PHILADELPHIA—Brandon James, 23, and Lenardo Nicolas, 25, both of Florida, were charged today by indictment with participating in an illegal check cashing scheme that involved cashing fraudulent checks using the drive-through teller lane at victim banks. It is alleged that the defendants and other co-conspirators from Florida, known and unknown to the grand jury (“crew members”), stole identifications, checks, bank cards, and credit cards from women’s wallets and purses usually left inside the victims’ cars in unattended parking lots. In order to carry out the scheme, the defendants and other crew members recruited female co-conspirators (“workers”) who could impersonate the victims’ identifications. The defendants and other crew members specifically instructed the workers to use the drive-through teller lanes, known to law enforcement as the “felony lanes,” to cash the fraudulent checks. The defendants carried out the alleged scheme between December 2012 and September 2013. The indictment charges each defendant with one count of conspiracy, two counts of bank fraud, and one count of aggravated identity theft, announced United States Attorney Zane David Memeger.

According to the indictment, James, Nicolas, and other crew members rented cars for the female workers to use during the course of the scheme. It is alleged that the defendants and other crew members covered the rental car’s license plate, usually with a stolen license plate, to conceal the identity of the car as it was in the bank drive-through lane. After a fraudulent check was successfully cashed, the workers would meet the defendants and other crew members, who waited close by to the bank in another rental vehicle, and then give them the money from the illegally cashed check. The workers would then receive another fraudulent, stolen check or checks and stolen identification to use at the next victim bank. The indictment alleges that the defendants and other crew members perpetrated this scheme in different states around the country. The victim bank locations in Pennsylvania included Montgomery and Chester Counties.

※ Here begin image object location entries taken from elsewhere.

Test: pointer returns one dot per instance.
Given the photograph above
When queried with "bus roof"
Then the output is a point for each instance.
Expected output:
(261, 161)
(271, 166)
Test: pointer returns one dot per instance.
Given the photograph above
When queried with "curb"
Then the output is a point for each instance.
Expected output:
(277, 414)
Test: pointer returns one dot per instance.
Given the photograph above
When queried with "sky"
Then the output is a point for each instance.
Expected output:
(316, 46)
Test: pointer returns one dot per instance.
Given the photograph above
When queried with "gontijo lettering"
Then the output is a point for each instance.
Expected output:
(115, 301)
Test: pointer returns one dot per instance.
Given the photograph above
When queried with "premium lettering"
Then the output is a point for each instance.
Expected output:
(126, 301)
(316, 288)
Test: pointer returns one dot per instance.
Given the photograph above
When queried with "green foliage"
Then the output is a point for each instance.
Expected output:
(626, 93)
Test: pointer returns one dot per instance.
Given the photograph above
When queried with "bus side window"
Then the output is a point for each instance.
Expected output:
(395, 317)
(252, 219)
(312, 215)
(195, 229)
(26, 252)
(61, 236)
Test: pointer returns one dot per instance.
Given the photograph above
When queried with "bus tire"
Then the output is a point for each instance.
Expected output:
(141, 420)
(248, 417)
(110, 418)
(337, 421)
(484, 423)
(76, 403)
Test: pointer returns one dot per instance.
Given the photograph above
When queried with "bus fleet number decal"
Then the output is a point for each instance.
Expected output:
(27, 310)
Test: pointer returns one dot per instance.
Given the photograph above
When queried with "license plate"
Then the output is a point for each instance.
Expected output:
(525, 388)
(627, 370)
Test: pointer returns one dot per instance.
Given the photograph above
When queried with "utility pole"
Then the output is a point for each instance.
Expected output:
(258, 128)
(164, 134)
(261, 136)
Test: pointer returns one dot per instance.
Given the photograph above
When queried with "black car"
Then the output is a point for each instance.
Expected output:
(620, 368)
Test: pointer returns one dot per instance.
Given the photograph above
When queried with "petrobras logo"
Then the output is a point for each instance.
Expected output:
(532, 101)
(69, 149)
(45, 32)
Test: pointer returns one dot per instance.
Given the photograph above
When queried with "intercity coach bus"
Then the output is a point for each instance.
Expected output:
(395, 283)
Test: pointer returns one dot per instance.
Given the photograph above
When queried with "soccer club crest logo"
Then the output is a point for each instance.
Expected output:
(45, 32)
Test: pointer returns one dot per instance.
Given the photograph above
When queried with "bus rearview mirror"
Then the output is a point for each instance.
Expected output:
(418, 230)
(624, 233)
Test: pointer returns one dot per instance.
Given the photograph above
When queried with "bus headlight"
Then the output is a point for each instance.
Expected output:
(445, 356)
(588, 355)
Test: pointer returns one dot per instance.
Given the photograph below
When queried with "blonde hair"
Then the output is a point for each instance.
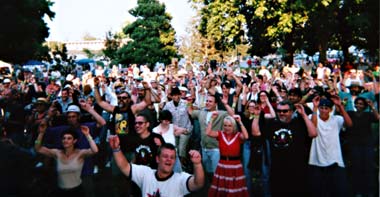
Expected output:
(232, 121)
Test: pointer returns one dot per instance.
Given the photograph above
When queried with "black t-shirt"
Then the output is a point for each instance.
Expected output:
(146, 150)
(290, 147)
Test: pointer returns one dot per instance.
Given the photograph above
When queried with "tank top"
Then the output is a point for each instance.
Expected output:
(69, 172)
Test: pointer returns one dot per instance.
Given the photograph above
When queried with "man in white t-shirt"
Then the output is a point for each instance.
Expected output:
(163, 181)
(327, 171)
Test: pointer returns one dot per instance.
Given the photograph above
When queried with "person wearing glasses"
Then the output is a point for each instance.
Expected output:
(122, 124)
(327, 169)
(163, 181)
(290, 138)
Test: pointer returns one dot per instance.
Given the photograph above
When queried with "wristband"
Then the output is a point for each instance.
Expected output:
(89, 137)
(38, 142)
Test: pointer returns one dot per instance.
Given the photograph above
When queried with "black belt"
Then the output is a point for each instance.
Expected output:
(229, 158)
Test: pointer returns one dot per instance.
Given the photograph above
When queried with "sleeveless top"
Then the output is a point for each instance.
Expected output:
(69, 172)
(168, 136)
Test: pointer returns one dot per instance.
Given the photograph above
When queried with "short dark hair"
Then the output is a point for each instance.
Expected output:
(165, 146)
(363, 100)
(70, 131)
(146, 117)
(165, 115)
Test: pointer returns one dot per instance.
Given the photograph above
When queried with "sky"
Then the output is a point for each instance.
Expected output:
(75, 18)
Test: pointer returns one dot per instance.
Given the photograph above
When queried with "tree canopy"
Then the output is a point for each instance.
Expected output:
(151, 35)
(292, 25)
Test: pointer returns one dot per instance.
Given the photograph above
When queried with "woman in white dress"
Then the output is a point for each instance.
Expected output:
(69, 160)
(169, 132)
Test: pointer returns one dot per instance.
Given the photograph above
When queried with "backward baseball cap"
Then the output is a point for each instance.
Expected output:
(73, 108)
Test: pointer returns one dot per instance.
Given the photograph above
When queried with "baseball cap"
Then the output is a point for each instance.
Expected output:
(73, 108)
(6, 80)
(325, 102)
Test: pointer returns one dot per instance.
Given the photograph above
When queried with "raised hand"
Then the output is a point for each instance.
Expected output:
(316, 101)
(157, 141)
(195, 157)
(237, 118)
(85, 130)
(300, 109)
(336, 100)
(42, 127)
(214, 115)
(225, 100)
(114, 141)
(96, 81)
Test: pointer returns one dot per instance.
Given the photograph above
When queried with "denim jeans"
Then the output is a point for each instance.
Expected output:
(246, 159)
(328, 181)
(210, 159)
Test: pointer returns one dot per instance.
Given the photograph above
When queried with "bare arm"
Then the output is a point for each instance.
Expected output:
(93, 147)
(106, 106)
(338, 104)
(197, 181)
(209, 131)
(180, 130)
(244, 132)
(98, 118)
(38, 143)
(120, 159)
(147, 100)
(255, 122)
(229, 109)
(311, 129)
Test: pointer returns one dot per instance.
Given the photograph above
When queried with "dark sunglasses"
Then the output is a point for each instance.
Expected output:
(282, 110)
(123, 97)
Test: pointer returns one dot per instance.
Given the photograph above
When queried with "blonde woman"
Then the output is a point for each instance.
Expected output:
(229, 179)
(69, 160)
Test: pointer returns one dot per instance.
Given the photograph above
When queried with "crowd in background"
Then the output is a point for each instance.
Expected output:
(330, 112)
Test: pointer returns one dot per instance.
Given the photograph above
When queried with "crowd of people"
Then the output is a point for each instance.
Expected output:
(309, 130)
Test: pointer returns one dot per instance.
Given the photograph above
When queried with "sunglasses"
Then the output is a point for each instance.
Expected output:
(123, 97)
(282, 110)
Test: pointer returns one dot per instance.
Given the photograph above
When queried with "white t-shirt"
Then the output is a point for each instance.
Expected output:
(325, 148)
(144, 177)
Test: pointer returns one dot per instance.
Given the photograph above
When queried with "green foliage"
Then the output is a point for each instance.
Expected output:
(112, 45)
(23, 29)
(291, 25)
(152, 36)
(222, 21)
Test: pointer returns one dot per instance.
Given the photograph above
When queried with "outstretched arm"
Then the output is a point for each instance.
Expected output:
(347, 120)
(120, 159)
(98, 118)
(197, 181)
(311, 129)
(93, 147)
(244, 132)
(209, 131)
(106, 106)
(38, 143)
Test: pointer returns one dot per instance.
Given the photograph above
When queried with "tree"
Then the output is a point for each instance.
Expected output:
(152, 36)
(222, 22)
(112, 45)
(23, 29)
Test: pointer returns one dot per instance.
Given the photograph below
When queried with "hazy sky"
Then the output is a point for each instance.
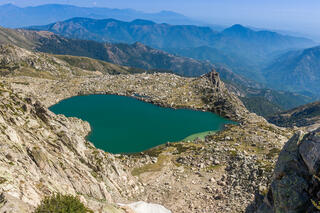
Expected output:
(294, 15)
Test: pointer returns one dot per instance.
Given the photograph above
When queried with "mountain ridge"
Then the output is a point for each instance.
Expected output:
(44, 14)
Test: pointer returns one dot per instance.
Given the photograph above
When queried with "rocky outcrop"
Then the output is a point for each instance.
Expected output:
(296, 185)
(307, 116)
(42, 153)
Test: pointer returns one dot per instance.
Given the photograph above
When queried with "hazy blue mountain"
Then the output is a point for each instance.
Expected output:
(13, 16)
(235, 38)
(296, 71)
(305, 115)
(141, 58)
(241, 49)
(236, 62)
(147, 32)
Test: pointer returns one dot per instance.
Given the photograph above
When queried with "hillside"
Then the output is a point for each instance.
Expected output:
(242, 49)
(141, 58)
(144, 31)
(44, 153)
(296, 71)
(306, 115)
(172, 36)
(14, 16)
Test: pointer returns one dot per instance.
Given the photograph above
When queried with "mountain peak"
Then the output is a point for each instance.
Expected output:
(238, 28)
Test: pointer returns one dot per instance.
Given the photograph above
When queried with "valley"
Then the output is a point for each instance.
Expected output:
(135, 112)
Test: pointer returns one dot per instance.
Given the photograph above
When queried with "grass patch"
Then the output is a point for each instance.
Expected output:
(151, 167)
(200, 135)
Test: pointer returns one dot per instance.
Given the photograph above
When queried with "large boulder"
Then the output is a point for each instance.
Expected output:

If convicted, James and Nicolas each face a maximum possible sentence of 67 years in prison, a $2.5 million fine, a five-year period of supervised release, and a $400 special assessment.

The case was investigated by the Federal Bureau of Investigation, the Hatfield Township Police Department, the Willistown Township Police Department, and the Upper Uwchlan Township Police Department and is being prosecuted by Assistant United States Attorney Jennifer Chun Barry and Special Assistant United States Attorney Peter Hobart.

An indictment, information, or criminal complaint is an accusation. A defendant is presumed innocent unless and until proven guilty.